The Roman Baths at Bath–Healing Waters—Part 2

The Roman Baths that were:

The Roman Baths today don’t any longer function as usable baths.  Waters are still pumped through ancient lead pipes into the bath, but they’re green with algae (pretty, actually!)–a sign that it’s not a good idea to try drinking it, or even trailing your fingers through it.

Early excavations unearthed the Great Bath (right) and the circular Cold Water Pool (left).
Source: Outlines of European History by James Henry Breasted. 1914.

They were, however, used extensively during the late 18th and early 19th centuries. 

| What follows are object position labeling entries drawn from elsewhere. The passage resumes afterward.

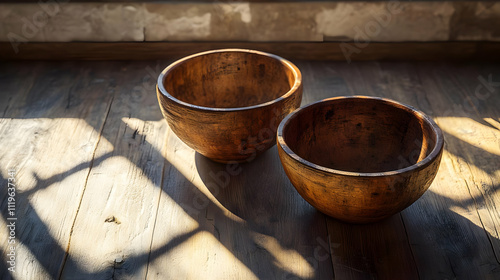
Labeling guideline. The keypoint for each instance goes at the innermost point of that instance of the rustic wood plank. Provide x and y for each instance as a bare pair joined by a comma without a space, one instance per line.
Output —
48,134
118,210
486,51
219,221
445,227
473,133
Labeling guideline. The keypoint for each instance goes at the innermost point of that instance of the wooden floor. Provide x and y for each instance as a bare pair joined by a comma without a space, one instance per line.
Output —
105,190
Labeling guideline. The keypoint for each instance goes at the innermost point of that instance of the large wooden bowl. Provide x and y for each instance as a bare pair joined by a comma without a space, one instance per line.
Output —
227,104
360,159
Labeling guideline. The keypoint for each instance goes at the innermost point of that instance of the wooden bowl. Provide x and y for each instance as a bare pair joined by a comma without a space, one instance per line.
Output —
227,104
360,159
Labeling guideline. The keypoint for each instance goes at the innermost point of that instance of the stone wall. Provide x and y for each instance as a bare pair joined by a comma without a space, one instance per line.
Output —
386,21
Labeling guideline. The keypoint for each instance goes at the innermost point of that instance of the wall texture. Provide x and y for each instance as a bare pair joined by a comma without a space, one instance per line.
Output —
386,21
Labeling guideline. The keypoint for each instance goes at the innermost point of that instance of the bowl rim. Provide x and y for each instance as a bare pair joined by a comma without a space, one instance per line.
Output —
285,62
438,146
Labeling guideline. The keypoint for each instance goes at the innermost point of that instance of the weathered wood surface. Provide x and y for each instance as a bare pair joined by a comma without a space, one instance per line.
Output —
106,190
52,115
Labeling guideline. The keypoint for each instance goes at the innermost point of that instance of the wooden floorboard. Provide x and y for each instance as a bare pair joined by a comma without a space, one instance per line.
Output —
48,135
338,51
118,210
106,190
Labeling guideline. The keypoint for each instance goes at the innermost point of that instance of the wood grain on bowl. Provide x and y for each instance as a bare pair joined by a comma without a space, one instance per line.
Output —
360,159
227,104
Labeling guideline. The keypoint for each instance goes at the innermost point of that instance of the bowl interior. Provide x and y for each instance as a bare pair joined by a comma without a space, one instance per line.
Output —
229,79
360,135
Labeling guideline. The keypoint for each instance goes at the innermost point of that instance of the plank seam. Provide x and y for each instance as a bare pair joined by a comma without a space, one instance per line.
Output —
329,245
409,245
157,209
66,255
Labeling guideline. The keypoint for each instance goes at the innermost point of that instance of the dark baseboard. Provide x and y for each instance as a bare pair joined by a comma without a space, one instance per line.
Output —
293,50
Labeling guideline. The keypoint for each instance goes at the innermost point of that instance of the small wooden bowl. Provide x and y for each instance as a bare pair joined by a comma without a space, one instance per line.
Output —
360,159
227,104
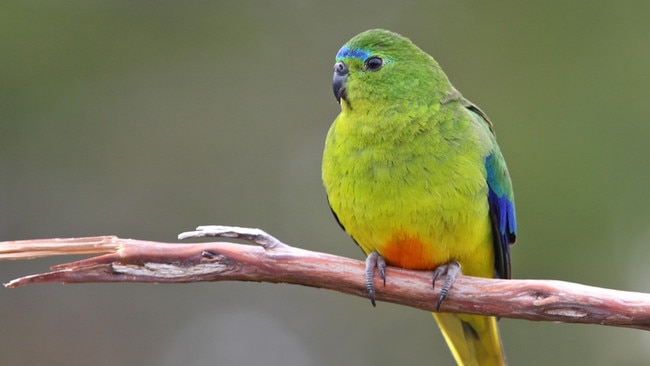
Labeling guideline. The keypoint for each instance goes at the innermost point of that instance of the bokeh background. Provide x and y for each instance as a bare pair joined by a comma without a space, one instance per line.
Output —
145,119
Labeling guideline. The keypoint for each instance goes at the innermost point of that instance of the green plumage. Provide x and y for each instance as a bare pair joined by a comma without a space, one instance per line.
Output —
413,172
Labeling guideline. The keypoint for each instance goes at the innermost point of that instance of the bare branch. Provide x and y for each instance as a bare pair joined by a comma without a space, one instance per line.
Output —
128,260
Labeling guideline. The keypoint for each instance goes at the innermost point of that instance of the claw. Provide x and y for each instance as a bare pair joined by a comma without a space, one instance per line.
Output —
374,260
451,269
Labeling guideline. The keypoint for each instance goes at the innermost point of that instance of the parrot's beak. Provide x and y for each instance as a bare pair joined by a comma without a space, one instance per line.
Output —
340,75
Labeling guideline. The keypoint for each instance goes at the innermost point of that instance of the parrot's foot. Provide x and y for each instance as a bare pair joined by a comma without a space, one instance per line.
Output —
374,260
451,269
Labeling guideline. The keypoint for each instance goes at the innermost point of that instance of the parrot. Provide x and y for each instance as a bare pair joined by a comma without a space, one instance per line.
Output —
414,175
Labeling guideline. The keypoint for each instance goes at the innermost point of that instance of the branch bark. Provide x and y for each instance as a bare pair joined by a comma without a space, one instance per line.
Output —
129,260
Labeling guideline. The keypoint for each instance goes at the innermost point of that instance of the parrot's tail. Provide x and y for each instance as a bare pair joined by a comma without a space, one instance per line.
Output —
473,340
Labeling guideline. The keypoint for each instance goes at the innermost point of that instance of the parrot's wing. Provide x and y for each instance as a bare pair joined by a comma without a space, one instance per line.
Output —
500,198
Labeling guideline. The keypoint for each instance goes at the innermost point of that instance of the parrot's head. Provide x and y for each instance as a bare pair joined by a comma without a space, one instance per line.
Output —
381,69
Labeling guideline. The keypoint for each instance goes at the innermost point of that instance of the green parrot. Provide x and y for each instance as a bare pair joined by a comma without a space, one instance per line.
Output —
413,173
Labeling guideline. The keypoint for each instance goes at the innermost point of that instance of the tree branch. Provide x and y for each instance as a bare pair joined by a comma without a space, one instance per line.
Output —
129,260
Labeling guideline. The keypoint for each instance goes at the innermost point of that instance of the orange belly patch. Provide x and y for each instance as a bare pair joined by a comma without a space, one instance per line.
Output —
410,253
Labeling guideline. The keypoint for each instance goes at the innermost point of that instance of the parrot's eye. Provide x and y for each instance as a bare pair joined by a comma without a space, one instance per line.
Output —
374,63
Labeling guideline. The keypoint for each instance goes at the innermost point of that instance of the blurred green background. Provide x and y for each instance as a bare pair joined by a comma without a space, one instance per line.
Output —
145,119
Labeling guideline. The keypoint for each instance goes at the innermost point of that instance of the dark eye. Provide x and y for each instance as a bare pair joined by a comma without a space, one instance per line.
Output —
374,63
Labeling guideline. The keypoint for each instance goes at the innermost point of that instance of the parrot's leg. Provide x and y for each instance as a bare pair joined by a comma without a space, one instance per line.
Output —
374,260
451,269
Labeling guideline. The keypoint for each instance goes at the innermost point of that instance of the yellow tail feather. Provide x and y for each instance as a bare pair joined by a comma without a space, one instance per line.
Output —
473,340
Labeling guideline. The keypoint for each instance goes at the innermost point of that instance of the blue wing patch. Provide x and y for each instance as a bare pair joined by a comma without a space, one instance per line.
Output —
502,214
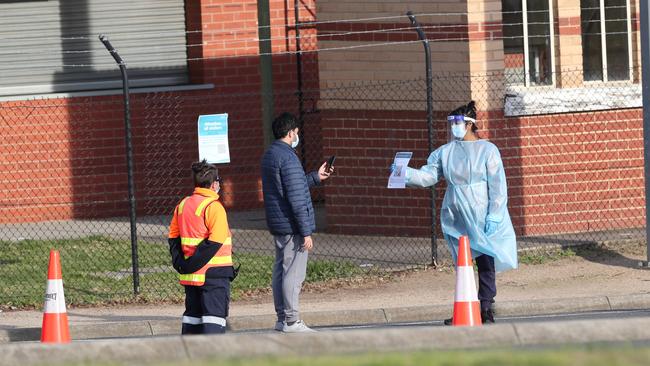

The Baths were discovered in 1755, mostly, as you see in the sketch above, the Great Bath and the circular cold-water pool.  Nothing above the level of the baths. 

The commercial possibilities were endless.  So, pillars were built and terraces raised above them, with statues of Roman emperors placed around—what you will see when you visit today.

The terrace above the Great Bath
The terrace above the Great Bath.

Very soon, Bath, its waters for drinking and bathing, became a thriving industry.  The drinking waters were still touted as magical and the bathing was said to clear skin ailments and create a general well-being. 

Georgian England came in droves to Bath and it became a very popular watering hole, with its society, its ‘season,’ and its Assembly Rooms, where the young lovelies and the handsomes met, danced, and courted.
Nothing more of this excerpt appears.